BATTLE OF PEA RIDGE.
The Union right was commanded by General Sigel, the left by General Carr, and the centre by General Jefferson C. Davis. Sigel was surprised and came very near being cut off, but he was master of the art of retreating rather than of advancing, and he extricated his Germans with astonishing skill and joined the main army. General Curtis changed his front, and in the attack his right wing was driven back, obliging him that night to take a new position a mile to the rear. The fighting next day was at first in favor of the Confederates, and for a time the Union army was in a critical position; but with great bravery and skill the enemy's left was turned, the centre broken, and their forces driven in disorder from the field.

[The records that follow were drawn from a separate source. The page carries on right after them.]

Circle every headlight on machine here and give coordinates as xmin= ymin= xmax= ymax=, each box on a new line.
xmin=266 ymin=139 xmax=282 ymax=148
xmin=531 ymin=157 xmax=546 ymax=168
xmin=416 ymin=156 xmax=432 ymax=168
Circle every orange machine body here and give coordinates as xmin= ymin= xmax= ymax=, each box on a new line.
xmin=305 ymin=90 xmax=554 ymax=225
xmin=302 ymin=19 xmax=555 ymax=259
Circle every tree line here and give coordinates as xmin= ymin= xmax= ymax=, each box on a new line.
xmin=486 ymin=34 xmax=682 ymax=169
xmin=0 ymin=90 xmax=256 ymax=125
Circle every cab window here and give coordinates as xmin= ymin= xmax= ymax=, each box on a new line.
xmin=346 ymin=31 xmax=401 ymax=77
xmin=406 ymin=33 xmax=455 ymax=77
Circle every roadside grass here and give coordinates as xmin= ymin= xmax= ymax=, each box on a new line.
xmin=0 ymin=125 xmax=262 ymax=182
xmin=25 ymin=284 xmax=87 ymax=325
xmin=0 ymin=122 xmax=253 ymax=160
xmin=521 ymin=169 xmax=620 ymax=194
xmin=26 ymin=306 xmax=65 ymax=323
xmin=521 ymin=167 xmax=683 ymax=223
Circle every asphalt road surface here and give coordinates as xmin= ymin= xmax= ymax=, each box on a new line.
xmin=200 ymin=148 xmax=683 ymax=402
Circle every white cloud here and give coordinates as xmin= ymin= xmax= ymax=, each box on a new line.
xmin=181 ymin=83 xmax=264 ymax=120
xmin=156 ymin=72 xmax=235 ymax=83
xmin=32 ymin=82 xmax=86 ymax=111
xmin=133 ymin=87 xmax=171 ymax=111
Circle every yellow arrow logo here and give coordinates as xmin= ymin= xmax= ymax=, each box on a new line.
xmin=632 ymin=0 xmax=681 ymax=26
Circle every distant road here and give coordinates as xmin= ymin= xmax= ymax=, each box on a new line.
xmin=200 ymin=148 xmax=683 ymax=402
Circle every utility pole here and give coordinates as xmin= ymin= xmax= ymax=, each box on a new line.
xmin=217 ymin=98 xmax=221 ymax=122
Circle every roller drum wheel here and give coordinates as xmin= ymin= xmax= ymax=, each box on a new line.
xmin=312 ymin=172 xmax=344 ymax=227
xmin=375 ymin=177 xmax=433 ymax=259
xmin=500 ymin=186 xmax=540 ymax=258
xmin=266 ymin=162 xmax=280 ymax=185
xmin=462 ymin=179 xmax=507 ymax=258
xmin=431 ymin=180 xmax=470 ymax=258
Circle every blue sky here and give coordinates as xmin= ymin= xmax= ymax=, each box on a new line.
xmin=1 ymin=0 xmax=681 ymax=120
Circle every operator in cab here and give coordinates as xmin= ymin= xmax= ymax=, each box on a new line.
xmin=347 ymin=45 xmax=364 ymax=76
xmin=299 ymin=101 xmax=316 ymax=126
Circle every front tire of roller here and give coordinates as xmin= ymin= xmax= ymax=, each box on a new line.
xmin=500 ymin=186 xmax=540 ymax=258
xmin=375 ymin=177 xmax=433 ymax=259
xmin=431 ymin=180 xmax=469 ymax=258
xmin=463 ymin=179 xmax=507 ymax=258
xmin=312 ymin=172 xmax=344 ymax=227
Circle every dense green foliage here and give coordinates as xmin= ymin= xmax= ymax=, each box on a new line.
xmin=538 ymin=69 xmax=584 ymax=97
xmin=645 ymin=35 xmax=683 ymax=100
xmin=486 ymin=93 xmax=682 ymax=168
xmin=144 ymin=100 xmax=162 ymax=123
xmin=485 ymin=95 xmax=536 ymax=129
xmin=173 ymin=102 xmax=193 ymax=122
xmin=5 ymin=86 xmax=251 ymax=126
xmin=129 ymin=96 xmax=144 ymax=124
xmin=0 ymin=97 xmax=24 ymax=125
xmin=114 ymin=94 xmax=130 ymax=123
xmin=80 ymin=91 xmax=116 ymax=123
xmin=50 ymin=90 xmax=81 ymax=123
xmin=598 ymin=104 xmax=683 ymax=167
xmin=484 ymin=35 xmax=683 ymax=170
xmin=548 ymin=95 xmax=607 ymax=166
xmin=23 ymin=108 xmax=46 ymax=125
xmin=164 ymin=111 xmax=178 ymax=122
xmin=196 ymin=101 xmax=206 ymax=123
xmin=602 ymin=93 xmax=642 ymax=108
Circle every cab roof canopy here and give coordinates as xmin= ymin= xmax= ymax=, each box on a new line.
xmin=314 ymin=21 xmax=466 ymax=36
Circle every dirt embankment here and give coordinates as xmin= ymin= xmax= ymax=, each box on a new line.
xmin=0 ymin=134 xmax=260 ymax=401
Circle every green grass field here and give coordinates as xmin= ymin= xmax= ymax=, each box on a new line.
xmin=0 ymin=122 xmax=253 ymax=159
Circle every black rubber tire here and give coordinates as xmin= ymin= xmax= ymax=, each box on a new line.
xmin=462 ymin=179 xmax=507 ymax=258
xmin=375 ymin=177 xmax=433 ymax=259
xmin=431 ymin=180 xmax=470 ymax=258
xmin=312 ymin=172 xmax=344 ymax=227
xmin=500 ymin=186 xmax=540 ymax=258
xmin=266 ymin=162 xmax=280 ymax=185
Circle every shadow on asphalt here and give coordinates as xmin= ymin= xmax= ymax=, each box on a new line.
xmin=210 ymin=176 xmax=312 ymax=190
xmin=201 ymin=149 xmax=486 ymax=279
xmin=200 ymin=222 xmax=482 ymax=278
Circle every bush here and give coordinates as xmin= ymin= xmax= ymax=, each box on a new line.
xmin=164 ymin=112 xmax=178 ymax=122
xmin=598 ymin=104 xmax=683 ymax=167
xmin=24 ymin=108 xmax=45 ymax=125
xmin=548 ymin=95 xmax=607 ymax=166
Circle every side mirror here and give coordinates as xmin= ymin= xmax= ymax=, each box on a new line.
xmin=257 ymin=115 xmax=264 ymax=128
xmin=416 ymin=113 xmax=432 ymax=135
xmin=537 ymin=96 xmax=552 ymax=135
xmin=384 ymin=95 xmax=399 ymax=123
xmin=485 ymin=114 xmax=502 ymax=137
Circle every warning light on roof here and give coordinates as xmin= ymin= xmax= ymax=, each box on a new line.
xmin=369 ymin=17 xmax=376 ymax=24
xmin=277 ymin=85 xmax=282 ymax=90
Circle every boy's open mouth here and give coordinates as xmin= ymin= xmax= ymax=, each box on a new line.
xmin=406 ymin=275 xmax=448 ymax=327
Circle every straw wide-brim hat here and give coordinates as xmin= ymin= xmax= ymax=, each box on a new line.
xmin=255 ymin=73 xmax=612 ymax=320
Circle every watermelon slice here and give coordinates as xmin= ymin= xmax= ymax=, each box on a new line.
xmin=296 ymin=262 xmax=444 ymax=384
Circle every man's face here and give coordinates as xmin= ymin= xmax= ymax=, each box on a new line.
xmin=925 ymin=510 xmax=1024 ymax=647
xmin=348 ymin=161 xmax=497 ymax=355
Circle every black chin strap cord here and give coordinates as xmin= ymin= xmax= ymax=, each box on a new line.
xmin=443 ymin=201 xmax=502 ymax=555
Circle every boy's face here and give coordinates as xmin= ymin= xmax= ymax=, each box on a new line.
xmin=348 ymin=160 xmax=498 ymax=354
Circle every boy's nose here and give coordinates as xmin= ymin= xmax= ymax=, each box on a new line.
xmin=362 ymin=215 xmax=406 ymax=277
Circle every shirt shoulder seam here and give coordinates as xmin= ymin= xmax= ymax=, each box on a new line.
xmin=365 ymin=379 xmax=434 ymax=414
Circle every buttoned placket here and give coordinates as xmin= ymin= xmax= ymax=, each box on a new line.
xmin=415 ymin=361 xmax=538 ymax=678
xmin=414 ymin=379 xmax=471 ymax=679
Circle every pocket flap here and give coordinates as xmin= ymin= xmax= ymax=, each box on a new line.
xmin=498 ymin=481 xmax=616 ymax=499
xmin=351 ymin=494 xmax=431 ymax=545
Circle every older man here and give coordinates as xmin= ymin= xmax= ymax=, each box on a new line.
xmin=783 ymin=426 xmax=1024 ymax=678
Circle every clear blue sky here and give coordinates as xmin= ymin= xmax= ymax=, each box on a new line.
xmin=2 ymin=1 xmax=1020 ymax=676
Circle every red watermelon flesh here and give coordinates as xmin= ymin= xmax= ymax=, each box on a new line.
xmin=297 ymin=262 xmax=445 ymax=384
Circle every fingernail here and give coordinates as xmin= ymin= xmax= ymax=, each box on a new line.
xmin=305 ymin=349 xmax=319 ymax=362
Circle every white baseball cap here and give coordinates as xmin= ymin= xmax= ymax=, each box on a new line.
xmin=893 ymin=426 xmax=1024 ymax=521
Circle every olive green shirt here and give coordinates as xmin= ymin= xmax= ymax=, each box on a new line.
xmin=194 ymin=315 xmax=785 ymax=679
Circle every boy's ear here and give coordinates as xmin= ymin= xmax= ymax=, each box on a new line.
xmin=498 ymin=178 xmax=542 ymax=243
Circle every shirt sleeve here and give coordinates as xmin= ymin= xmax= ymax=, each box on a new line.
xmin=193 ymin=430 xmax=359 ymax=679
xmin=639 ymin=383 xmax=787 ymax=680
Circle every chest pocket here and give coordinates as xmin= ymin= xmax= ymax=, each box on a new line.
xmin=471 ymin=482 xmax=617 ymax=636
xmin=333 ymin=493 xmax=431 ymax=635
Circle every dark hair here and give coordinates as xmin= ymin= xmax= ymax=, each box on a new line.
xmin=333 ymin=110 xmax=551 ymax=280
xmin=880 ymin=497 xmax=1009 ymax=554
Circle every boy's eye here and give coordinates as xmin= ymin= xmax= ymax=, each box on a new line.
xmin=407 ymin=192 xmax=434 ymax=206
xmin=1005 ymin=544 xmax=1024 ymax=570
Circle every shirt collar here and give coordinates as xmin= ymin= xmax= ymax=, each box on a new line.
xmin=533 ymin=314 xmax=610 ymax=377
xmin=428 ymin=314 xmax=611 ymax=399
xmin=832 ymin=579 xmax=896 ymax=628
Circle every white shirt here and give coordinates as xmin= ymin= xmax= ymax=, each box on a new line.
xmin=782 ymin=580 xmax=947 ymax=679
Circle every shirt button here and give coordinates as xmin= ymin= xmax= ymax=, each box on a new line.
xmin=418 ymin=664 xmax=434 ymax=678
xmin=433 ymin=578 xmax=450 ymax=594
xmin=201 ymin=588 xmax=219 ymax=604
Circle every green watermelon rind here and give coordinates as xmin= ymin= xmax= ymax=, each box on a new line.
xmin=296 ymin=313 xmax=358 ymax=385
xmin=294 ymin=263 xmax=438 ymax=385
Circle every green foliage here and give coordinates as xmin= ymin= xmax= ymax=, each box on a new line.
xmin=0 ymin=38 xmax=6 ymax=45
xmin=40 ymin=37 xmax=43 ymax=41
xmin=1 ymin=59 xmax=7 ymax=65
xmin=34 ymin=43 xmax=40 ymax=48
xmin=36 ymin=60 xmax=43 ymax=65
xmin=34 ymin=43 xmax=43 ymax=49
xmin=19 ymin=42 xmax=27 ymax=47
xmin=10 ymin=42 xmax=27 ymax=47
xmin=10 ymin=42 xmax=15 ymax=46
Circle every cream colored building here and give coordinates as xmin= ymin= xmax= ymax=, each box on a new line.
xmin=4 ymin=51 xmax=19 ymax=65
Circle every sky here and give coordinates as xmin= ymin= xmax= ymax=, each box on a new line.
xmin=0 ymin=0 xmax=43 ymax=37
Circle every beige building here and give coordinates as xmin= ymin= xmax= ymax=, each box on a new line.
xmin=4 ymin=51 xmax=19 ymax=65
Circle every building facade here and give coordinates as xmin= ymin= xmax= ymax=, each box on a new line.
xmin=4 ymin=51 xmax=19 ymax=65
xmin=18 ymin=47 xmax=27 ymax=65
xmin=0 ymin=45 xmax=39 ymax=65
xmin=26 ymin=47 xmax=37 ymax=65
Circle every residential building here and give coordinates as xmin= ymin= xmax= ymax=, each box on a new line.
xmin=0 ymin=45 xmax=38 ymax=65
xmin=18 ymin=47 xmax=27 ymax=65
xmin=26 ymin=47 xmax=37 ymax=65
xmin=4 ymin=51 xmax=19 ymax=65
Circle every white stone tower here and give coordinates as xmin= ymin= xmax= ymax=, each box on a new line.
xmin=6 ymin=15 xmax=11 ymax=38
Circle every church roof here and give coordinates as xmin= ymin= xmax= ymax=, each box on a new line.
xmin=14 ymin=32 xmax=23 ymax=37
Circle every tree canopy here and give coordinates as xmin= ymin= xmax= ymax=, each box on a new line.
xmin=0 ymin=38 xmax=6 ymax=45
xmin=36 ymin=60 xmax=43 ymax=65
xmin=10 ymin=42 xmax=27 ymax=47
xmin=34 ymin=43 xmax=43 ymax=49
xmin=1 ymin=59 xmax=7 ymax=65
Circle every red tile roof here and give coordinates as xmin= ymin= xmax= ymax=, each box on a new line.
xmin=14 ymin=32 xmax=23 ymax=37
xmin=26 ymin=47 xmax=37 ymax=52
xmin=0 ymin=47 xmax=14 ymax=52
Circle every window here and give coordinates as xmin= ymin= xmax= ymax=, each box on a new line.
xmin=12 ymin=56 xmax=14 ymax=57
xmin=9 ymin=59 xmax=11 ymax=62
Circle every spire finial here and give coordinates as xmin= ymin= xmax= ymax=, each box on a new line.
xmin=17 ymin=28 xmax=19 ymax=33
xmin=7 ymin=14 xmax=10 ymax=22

In this battle Albert Pike used 2,000 Indian allies. They belonged to the "civilized" tribes, and good service was expected from them; but they were unaccustomed to fighting in the open, could not be disciplined, and in the excitement of the struggle it is alleged they so lost their heads that they scalped about as many of the Confederates as Unionists. At any rate, the experiment was a failure, and thereafter they cut no figure in the war.
INDECISIVE FIGHTING.
The enemy were so badly shaken that they retreated toward the North to reorganize and recruit. Reinforcements from Kansas and Missouri also joined Curtis, who advanced in the direction of Springfield, Missouri, upon learning that Price was making for the same point. Nothing followed, and Curtis returned to Arkansas. He had been at Batesville in that State a few months when he found himself in serious peril. His supplies were nearly exhausted, and it was impossible to renew them in the hostile country by which he was surrounded. An expedition for his relief left Memphis in June, but failed. Supplies from Missouri, however, reached him early in July.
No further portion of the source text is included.